Move Fast and Break Things (Without Breaking Things)
Monday, June 27th 2022
tl;dr: We've open sourced a new gem called request_migrations
for versioning REST APIs, inspired by Stripe's API versioning system.
There's almost nothing worse than accidentally making a breaking API change and not realizing it. But some things do come close.
Like feeling like you can't undo past mistakes in your API's design.
If you've ever been involved with designing and maintaining an API service, you probably know how both of these feel.
(It's not good.)
But I would argue that the latter is actually worse.
At least you feel like you can fix the first one.
Feeling like you can't undo past mistakes—frankly—sucks.
It leaves your API's design in a bad state, which sucks for developer morale, and it can leave your API interface a confusing mess, which sucks for customers.
It also leaves you feeling like you have to absolutely nail an API's design the first time, even if you don't know what the perfect interface is yet.
Sure, you may have customers that use it (they use everything after all!), but that doesn't mean it's ideal, or that it's even good.
I've been working on Keygen for over 6 years now, and I've made some design mistakes.
From choosing bad names for things, to just poor API design.
Sometimes it may feel like you'll be stuck with your mistakes forever.
I know I sure did.
But it's not forever — there is a way to fix things.
A way that doesn't require throwing everything out and retrying with a new API version.
But first, some context.
The great mistake
Mid last year, I happily released a redesign of our distribution API.
Version 1 of the distribution API started as a small proof-of-concept written in Go.
Essentially, it was a micro-service that glued together Keygen's licensing API and AWS S3, put onto its own domain. It stored artifacts gated by license validation.
It was pretty hacky, but it proved that people would pay for the concept.
Version 2 of the distribution API was a complete rewrite, written in Ruby instead of Go, and completely integrated with our Rails-based licensing API.
At the time, I thought it was some of my greatest work.
The code was beautiful.
After months of development and testing, I deployed it.
And customers started to use it.
But months passed, usage grew, and I started to see some major design mistakes. And depending on their use case, so did my customers.
What were the mistakes? Well, all of them boiled down to this:
I assumed that a release object would only have a single artifact.
Instead of treating a release like a bucket of artifacts, I chose to treat a release as an artifact. What should have been two models, ended up being one.
My original thinking was kind-of-sort-of modeling a file-system, where each release was a "file" with a unique filename. But it just wasn't the right thinking.
This bad thinking meant that there wasn't just a single "v1" release — there were many, all with different filenames, filetypes and platforms, and on various architectures.
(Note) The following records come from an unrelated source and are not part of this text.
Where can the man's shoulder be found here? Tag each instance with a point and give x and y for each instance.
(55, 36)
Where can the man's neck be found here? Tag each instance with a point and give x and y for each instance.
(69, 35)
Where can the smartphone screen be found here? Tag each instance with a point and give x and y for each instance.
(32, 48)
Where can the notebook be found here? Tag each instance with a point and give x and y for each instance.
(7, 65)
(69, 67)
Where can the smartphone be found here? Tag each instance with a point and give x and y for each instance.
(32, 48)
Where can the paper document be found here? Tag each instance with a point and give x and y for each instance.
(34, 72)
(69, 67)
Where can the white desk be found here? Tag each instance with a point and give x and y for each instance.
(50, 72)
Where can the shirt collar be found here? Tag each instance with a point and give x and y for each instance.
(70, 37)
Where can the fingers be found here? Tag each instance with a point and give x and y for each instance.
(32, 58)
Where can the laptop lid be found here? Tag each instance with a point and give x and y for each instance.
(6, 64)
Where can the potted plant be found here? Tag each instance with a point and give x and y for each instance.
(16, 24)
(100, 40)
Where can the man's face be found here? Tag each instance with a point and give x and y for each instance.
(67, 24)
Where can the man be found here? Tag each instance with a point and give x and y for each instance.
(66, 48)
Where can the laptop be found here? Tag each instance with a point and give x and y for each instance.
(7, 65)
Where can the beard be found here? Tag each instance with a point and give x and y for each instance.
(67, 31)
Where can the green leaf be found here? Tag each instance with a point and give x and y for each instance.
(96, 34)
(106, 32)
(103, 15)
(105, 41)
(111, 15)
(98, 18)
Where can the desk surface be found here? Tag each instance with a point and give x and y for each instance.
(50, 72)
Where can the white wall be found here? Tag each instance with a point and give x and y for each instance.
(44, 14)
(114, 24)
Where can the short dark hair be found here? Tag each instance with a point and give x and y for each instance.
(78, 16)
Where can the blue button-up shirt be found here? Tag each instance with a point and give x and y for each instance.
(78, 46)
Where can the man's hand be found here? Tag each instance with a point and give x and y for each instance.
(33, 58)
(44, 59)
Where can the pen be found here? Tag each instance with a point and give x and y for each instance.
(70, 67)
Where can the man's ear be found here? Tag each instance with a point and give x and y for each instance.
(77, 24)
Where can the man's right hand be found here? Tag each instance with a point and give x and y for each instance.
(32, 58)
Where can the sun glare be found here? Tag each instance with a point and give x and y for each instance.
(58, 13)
Because of this, you couldn't have multiple versions of the same artifact. For example, you could only have 1 artifact called stable.yml
— the latest version.
This made trivial things a challenge, such as displaying all v1 releases on a page.
And some things impossible, such as accessing previous versions of an artifact.
It also made a typical draft to published flow super tough, since every release's published status had to be managed separately. There wasn't a quick "publish all."
The design just didn't stand up to the real world.
I had made a big mistake, and it only took me a few months to realize it. Just enough time for customers to depend on my mistakes!
I should have caught onto the mistake earlier, while I was writing tests, but I didn't.
And this mistake introduced so many other compounding issues that I almost wanted to throw the whole thing out and restart.
It sucked, and I felt absolutely stuck.
I thought —
"Should I go ahead and scrap v2 and start working on a v3?"
"What would my customers think?"
After all, some of them just upgraded from the old version.
"Am I prepared to maintain multiple versions?"
No, I'm not.
But the changes were just too big to do otherwise.
At the time, I happened to stumble upon an old GitHub issue I had opened in early 2019, titled "Come up with a good API versioning strategy."
It linked to some great articles by Stripe and Intercom on API versioning.
I studied these, and others like them, and started to see a light at the end of the tunnel.
So I pulled up my sleeves and started brainstorming how I could fix the mess I made.
Fixing the mistake
It took what felt like a couple months to fully think through how I was going to go about fixing my mistake. More than once I felt like burning the whole thing down.
I took notes from Stripe, Intercom, and many others.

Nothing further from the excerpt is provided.